Tricks and technologies for dealing with spam
The first rule of spam-stoppers is that no solution is perfect, but
some are more imperfect than others. With that in mind, here are some
thoughts on the state of the art.
Home : Linux
resources : Antispam
Current spam rate
My server's "spam rate" as of April 2009 is nearly 6000 messages per
day, of which some 350 are held by TMDA (see below),
and the rest are for nonworking addresses that bounce. The rate seems
to hold steady for three to six months, and then suddenly doubles; in
December 2004 it was only around 100 messages per day with 15 blocked by
TMDA. At most, only one or two spam messages per month actually reaches
my inbox; usually, these use a return address that points to a
badly-configured autoresponder that responds to bounces, which TMDA
accepts as a confirmation.
These I immediately blacklist.
This "spam-rate" computation is based on recording all
double-bounces, which happen when the destination address was invalid so
a bounce was generated, but the bounce itself was also undeliverable.
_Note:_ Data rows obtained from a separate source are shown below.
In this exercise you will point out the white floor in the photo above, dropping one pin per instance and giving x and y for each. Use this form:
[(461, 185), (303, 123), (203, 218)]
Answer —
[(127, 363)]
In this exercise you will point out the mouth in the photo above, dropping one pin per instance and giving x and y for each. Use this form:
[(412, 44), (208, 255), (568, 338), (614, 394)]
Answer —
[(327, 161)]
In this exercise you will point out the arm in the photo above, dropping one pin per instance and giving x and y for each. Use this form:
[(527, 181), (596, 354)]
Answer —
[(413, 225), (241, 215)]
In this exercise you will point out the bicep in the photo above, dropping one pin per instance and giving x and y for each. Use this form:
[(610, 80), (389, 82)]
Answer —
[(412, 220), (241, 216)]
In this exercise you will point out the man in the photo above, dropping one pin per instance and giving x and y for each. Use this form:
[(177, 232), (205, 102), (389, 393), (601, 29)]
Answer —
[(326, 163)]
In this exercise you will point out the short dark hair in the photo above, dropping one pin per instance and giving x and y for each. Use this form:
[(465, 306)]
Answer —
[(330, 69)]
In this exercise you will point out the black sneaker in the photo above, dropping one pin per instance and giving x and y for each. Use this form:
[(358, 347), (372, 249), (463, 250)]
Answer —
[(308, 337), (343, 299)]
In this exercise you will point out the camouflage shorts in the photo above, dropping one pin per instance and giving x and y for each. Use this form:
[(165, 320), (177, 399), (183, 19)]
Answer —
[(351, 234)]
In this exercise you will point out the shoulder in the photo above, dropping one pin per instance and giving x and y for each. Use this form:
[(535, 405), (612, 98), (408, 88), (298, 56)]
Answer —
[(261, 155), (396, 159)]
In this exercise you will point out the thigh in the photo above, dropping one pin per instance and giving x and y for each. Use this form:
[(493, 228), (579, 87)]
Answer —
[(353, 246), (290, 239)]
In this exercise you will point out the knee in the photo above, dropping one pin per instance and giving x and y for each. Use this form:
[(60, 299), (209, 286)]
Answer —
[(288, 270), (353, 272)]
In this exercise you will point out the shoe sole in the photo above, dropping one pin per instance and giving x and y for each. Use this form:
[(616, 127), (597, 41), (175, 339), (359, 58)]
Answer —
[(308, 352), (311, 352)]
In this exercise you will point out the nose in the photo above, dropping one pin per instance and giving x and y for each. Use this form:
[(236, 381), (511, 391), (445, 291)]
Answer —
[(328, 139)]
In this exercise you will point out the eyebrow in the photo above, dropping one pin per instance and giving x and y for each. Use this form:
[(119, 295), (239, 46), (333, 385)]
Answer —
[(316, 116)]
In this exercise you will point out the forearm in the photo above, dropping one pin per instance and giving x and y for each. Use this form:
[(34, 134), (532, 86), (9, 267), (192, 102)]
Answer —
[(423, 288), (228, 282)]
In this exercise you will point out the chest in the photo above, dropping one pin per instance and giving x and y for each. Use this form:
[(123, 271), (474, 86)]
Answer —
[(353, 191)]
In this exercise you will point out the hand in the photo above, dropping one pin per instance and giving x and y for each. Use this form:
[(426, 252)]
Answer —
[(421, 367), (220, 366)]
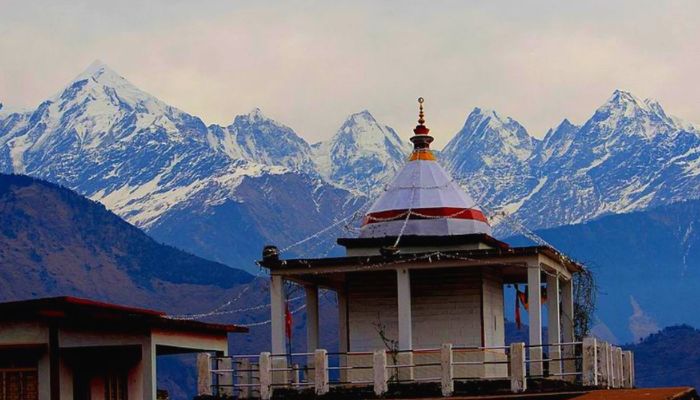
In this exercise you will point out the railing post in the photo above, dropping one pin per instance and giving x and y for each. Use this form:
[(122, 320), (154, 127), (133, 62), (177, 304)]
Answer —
[(604, 365), (516, 359), (618, 370), (204, 374), (590, 362), (321, 371), (265, 366), (447, 377), (631, 365), (608, 355), (626, 376), (295, 375), (244, 377), (613, 368), (225, 377), (381, 378)]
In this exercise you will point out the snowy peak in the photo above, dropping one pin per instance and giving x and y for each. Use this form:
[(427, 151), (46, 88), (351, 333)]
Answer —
[(489, 138), (362, 155), (625, 114), (257, 138), (100, 72), (363, 130)]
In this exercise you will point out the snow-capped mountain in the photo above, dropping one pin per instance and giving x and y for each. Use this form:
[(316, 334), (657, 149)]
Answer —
[(362, 155), (489, 156), (259, 139), (167, 172), (146, 160), (628, 156)]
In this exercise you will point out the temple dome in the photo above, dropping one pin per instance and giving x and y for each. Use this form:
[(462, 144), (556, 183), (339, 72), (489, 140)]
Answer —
[(423, 200)]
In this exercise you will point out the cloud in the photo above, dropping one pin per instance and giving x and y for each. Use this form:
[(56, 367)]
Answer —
[(311, 63)]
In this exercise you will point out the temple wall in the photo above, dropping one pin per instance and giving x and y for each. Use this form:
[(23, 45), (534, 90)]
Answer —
[(446, 308), (494, 329)]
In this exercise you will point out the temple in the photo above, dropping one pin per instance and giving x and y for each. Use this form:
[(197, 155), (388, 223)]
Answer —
[(426, 268), (421, 299)]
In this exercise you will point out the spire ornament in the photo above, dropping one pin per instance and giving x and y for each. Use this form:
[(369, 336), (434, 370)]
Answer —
[(421, 116), (421, 139)]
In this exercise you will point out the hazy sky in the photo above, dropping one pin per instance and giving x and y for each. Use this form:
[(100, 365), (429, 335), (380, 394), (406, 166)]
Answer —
[(309, 64)]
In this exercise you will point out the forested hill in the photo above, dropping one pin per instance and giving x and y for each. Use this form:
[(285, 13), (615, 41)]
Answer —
[(56, 242), (670, 357)]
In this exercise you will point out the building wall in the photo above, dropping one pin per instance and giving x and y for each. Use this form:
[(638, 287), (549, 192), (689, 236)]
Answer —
[(446, 308), (494, 329), (372, 302)]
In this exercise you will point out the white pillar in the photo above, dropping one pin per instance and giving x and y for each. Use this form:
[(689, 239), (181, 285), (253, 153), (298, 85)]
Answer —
[(343, 340), (321, 372), (381, 378), (403, 293), (447, 377), (403, 289), (516, 359), (311, 318), (567, 325), (535, 318), (203, 374), (590, 361), (553, 325), (148, 363), (265, 376), (277, 300), (225, 378)]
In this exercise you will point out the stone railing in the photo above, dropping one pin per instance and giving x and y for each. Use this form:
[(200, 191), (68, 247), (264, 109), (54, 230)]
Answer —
[(590, 363)]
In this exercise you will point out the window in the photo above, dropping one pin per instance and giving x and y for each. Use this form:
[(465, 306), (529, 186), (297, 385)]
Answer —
[(115, 386), (18, 384)]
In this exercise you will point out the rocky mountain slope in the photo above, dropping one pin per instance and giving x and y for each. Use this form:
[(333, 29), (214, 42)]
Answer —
[(363, 155), (629, 252), (167, 172), (670, 357), (224, 191), (55, 242), (630, 155)]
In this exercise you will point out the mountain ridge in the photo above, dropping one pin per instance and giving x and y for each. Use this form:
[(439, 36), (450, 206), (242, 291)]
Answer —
[(152, 168)]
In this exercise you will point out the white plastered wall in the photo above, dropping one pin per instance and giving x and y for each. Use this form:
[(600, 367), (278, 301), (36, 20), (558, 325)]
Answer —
[(446, 308)]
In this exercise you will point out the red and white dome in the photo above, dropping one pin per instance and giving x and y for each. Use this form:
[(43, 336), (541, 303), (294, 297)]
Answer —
[(423, 199)]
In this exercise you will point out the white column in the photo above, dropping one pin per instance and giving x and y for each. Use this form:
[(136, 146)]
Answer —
[(447, 369), (403, 294), (148, 371), (553, 325), (381, 378), (343, 340), (535, 317), (311, 318), (567, 325), (590, 361), (277, 300), (203, 374), (403, 286), (343, 345), (518, 381)]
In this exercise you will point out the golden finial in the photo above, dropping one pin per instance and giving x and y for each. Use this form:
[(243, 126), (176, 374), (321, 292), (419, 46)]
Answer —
[(421, 120)]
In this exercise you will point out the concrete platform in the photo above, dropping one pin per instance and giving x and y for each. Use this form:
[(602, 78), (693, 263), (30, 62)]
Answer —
[(674, 393)]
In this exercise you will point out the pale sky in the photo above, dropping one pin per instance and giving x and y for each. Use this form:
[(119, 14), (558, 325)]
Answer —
[(309, 64)]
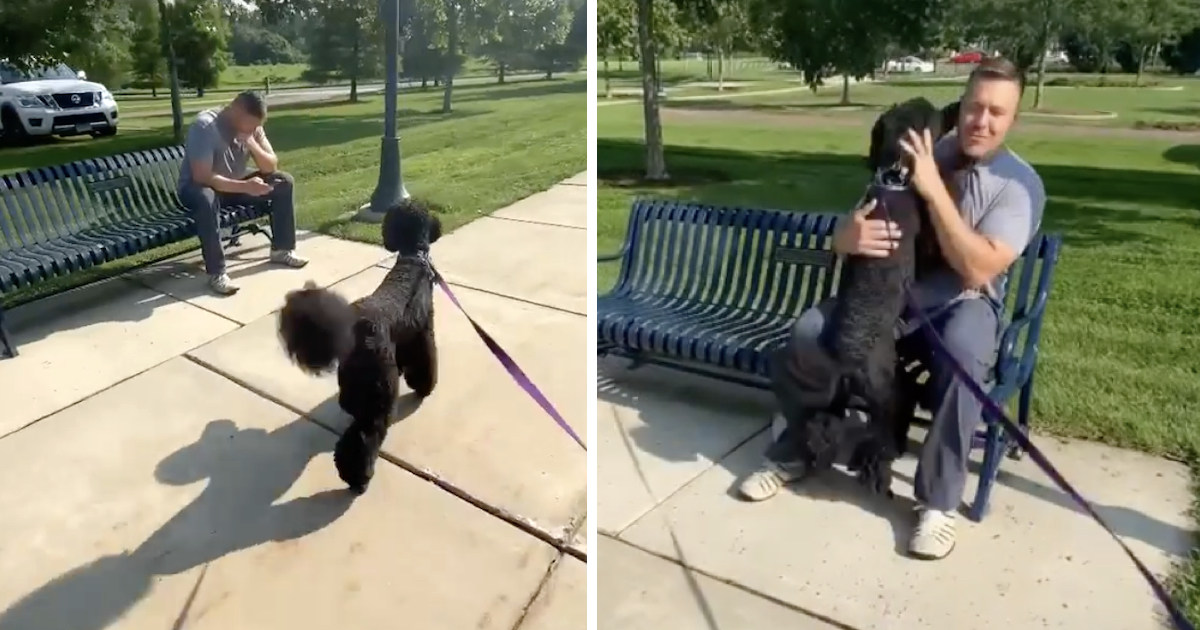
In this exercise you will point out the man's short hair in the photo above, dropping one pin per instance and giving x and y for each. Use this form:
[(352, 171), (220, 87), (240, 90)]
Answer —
[(252, 103), (997, 69)]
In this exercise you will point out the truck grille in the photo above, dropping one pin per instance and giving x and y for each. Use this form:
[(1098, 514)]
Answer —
[(67, 101)]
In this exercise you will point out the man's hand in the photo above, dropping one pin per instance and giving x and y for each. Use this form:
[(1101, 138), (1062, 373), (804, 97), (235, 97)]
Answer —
[(919, 149), (257, 186), (865, 237)]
This can happen directly, as when a spammer sends to a non-existent
recipient address with a non-existent return address, or indirectly via
TMDA. When TMDA sends a confirmation request, it looks like a bounce to
the mail system, so if the original sender address is bogus, the
confirmation gets double-bounced straightaway. Note that this also
includes messages destined for old throwaway addresses that get spammed
frequently (that's why I threw them away); I send these straight into
the double-bounce logger, since that reduces the load on my server.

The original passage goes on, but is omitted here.